STOCKHOLM (Reuters) - China’s Geely has chosen Zenuity, a joint venture between its Volvo car marque and Swedish technology group Veoneer, as its preferred supplier for assisted and self driving software.
Geely’s deal, encompassing car brands including Geely Auto, performance brand Polestar, subscription-based electric carmaker Lynk & Co and British sports car maker Lotus, provides a welcome boost for Zenuity.
Regulatory challenges and soaring development costs mean carmakers have delayed forecasts for the mass adoption of self-driving cars, putting pressure on suppliers such as Zenuity, which declined to comment on financial terms on Wednesday.
Veoneer said in April it was carrying out a review of Zenuity, which is focused on developing software for assisted driving features (ADAS) such as lane keeping and autonomous driving (AD), and seeking efficiencies from the venture.
Chief Executive Dennis Nobelius said the Geely deal was a significant win as only 3-5 first generation self-driving software platforms would survive to the end of the next decade, compared to the more than 40 CB Insights estimates exist now.
“Our plan is clear, that we want to be one of those,” he told journalists. “We have a number of RFQs (request for quotation) at this moment for ADAS and we’re discussing deeper relations when it comes to the AD part.”
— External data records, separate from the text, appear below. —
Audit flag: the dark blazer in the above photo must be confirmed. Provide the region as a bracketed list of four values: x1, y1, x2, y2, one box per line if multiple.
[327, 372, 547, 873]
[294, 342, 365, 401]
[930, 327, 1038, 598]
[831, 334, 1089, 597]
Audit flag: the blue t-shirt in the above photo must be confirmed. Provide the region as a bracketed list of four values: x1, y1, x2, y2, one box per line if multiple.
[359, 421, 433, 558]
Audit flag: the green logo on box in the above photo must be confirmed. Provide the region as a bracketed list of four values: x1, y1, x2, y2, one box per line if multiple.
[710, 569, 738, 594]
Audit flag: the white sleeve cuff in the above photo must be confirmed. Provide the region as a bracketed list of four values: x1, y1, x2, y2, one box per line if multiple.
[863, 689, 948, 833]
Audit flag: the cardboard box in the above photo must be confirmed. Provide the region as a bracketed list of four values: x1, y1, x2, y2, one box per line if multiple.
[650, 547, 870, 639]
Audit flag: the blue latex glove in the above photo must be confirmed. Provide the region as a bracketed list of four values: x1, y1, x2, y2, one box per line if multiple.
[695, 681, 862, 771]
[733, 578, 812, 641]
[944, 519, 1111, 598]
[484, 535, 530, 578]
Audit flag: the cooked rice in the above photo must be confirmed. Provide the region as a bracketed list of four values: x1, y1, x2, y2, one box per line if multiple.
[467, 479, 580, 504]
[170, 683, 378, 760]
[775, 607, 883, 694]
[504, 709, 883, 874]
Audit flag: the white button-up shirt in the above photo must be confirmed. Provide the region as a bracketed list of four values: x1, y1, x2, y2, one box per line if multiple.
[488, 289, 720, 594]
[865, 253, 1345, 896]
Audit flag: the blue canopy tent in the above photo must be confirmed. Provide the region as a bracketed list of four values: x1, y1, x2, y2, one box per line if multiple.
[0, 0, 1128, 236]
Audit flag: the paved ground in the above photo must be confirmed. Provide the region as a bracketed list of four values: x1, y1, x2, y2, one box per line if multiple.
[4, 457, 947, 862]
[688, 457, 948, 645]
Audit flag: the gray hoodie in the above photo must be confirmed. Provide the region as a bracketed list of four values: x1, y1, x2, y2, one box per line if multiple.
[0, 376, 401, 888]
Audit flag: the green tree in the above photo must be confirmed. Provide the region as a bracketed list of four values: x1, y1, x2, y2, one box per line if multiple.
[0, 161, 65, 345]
Nobelius said a German vehicle manufacturer would produce models with Zenuity ADAS features in the coming weeks.
Zenuity’s entire ADAS software stack along with parent Veoneer’s sensors were being showcased to customers and experts at a event in Detroit, Michigan later on Wednesday.
Gothenburg-based Zenuity was formed in 2017 by Volvo, which Geely bought from Ford in 2010, and former Veoneer parent Autoliv, which put 1.1 billion Swedish crown ($115 million) in the venture.
It is competing with larger rivals in self-driving technology, where U.S. companies are leading the way, with Google’s Waymo last year winning the first approval to test cars without safety drivers on Californian roads.
Zenuity, whose customers include Volvo and Geely Auto, employs more than 600 people and this year won approval to begin hands-free testing on Volvos on Swedish highways.
Technology advisor Erik Coelingh said Zenuity’s edge came from the fact that it had products for both ADAS and AD.
“Exactly when AD will come in large volume is relatively uncertain, but until cars drive themselves then you will have ADAS,” Coelingh said. “So the fact that we have both really is a very good position to be in this uncertain market.”